Because she’s not as picky as I am; left to her own devices, she works in silence.  So I put on a show, and if it’s good I start grinding my way through it, episode after episode.  And if it’s really good, then Gini will start making comments – “Oh, that was a nice moment,” or “That was a spectacularly well-written scene.”
This has been happening with Justice League, which is fascinating to watch, as Gini has zero familiarity with this mythology.  I mean, she knows who Superman and Batman are, but has no clue where Wonder Woman came from or who this “Clayface” guy is.  And for a so-called “kid’s” show, Justice League has some really solid plotting – it’s simple, yes, but it’s that much harder to pull off a simple plot.  You can’t compensate with elaborate set design or complex characterization.
Yet somehow, Justice League boils these iconic heroes down to the raw elements of character, making purposeful tweaks to make them more interesting.  Superman’s got a very angry streak, sometimes tempted more to murder than we’d be comfortable with.  Batman’s secretive hubris causes conflict.  The Martian Manhunter’s “my planet is dead” angst is occasionally a plot driver.  It’s not enough to sap their heroism, but it definitely makes them interestingly flawed.

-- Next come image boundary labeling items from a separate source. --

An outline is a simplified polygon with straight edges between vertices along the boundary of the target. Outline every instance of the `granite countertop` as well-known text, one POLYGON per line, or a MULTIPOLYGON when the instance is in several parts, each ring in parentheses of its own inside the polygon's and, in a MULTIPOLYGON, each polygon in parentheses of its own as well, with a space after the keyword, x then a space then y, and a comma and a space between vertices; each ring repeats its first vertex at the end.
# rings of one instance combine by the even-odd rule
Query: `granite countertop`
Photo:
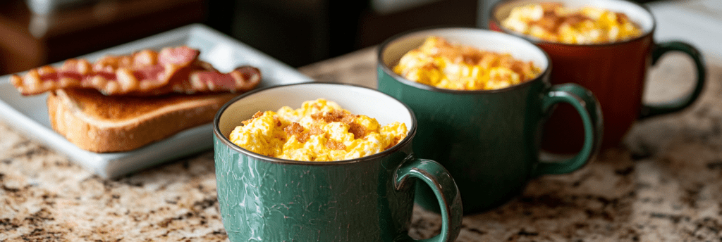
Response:
MULTIPOLYGON (((375 87, 375 51, 299 71, 322 81, 375 87)), ((645 99, 688 90, 688 62, 665 57, 645 99)), ((722 241, 718 63, 708 58, 708 84, 692 107, 638 122, 624 144, 583 169, 534 179, 506 205, 464 217, 458 241, 722 241)), ((0 241, 227 241, 210 151, 113 180, 4 123, 0 151, 0 241)), ((440 219, 416 208, 410 234, 438 233, 440 219)))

And so Gini is watching with me, and all of this is new to her.  For me, Mongul is old hand, the Warworld is just another tweak.  But to her, she’s never seen anything like this, so Mongul becomes an interesting villain in his own right.  She has zero idea whether Doctor Fate is a villain or a good guy.  She doesn’t remember Aquaman as anything but the prickly monarch of the underwater world.  And she’s kind of excited to be getting this window into my world, hearing my commentary on what “classic” Green Lantern is usually like, but happy to finally see what Childhood Ferrett liked in a way that Grown-Up Gini can love.
But last night came the inevitable point of no return; we sat down and watched two episodes together when we weren’t working, just watching the show on its own merits.  And I knew that Gini had claimed this show as her fiefdom, and I could no longer watch it without her lest I cheat on her in my heart of media-hearts.  This had migrated from a “Ferrett can do solo” to “A couple activity,” which means that I get to watch far less of it.  Gini leaves the house two or three times a day to meet with clients, defend people at courthouses, drop off paperwork.  That’s cutting into valuable Justice League time.
It’s a loss, and a gain.  My next few weeks will be a little draggier at work, because as I won’t have DC entertaining me while I’m refactoring this tangle of spaghetti code.  But Gini and I will be able to share our reflections on the show, and when we’re walking outside and holding hands we’ll be discussing how we didn’t see that Superman being banished to the future would involve such a kick-ass moment with Vandal Savage.
It’s a loss, but the gain is so worth it.